South Korea's first private satellite for earth observation will be launched aboard a SpaceX rocket with the aim of providing video services in high demand for satellite data in Asia and the Middle East. The ultra-small satellite weighing 10.8 kilograms would collect image data after a one-month test operation at an altitude of 500 kilometers (310 miles).
The low-orbit satellite named Sejong 1, developed by Hancom Inspace, a subsidiary of South Korea's Hancom Group, would collect data by circling the Earth 12 to 14 times a day. The SpaceX rocket is to blast off on May 25 local time at the Kennedy Space Center in Florida.
"By accumulating satellite image data processing and AI-based analysis technology and know-how through the operation of a satellite ground station since 2012, we will lead South Korea's new space era," Hancom InSpace head Choi Myung-jin said in a statement on May 18.
Hancom will launch a second satellite in the first half of 2022 and three more by 2024. The company aims to launch more than 50 cluster satellites and provide video services that can be used to analyze crop conditions and predict grain production.
Hancom has made an aggressive investment in the drone sector by acquiring InSPACE, a satellite and UAV ground platform developer startup, in 2020. The company would release drones for special purposes and develop multiple drone control service platforms. By securing satellites, drones, and ultra-high resolution sensors, Hancom will establish a video data service belt covering space, aviation, and ground areas.
For its "Space Pioneer" program, the Seoul government has vowed to create a self-sustaining industrial ecosystem and cultivate innovative companies like Space X. South Korean companies will be supported to build a supply chain using domestic parts as much as possible. The government has proposed the development of ultra-small satellites.
Space scientists in Seoul advocate a wise strategy to target niche markets at a time when reusable projectiles that can drastically reduce costs are emerging as a game-changer. In December 2021, the state-run Korea Astronomy and Space Science Institute (KASI) unveiled the real flight model of four homemade nanosatellites weighing less than 10 kg to observe changes in space weather through formation flight.

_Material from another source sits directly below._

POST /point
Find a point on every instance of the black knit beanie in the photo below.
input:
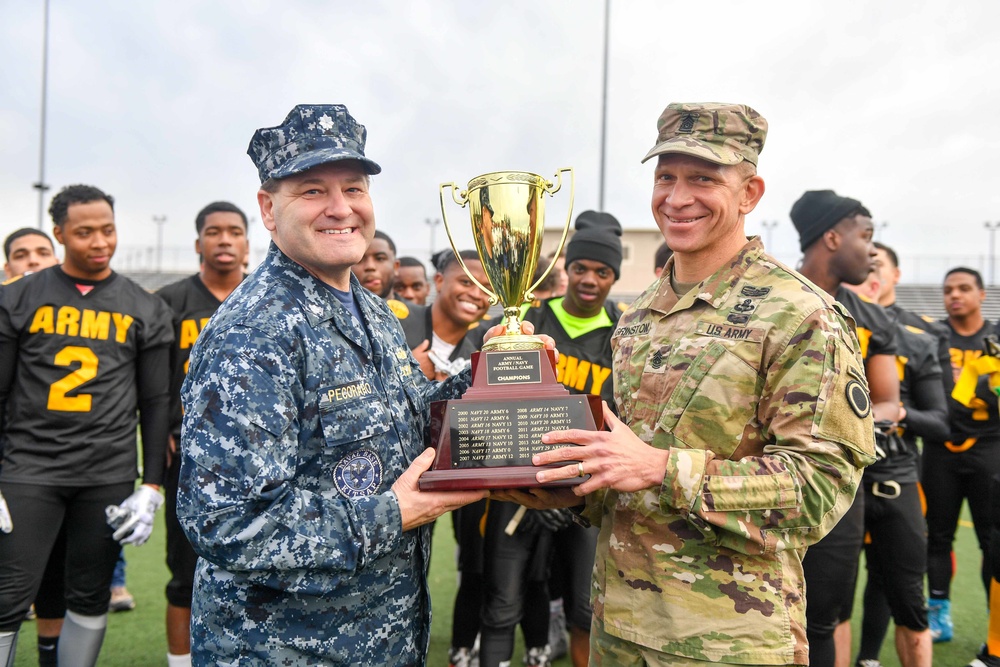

Nanosatellite refers to an artificial satellite with a wet mass of between 1 and 10 kg. Multiple nanosatellites work together or in formation. A CubeSat, built in cube form, is a common type of nanosatellite. KASI's nanosatellites will be launched on the Russian Soyuz-2 rocket at the Baikonur launch site in Kazakhstan around June 2022. Their mission is to precisely observe the microstructure of cosmic plasma distribution and the space environment in low orbit through a formation flight that can control the distance between satellites.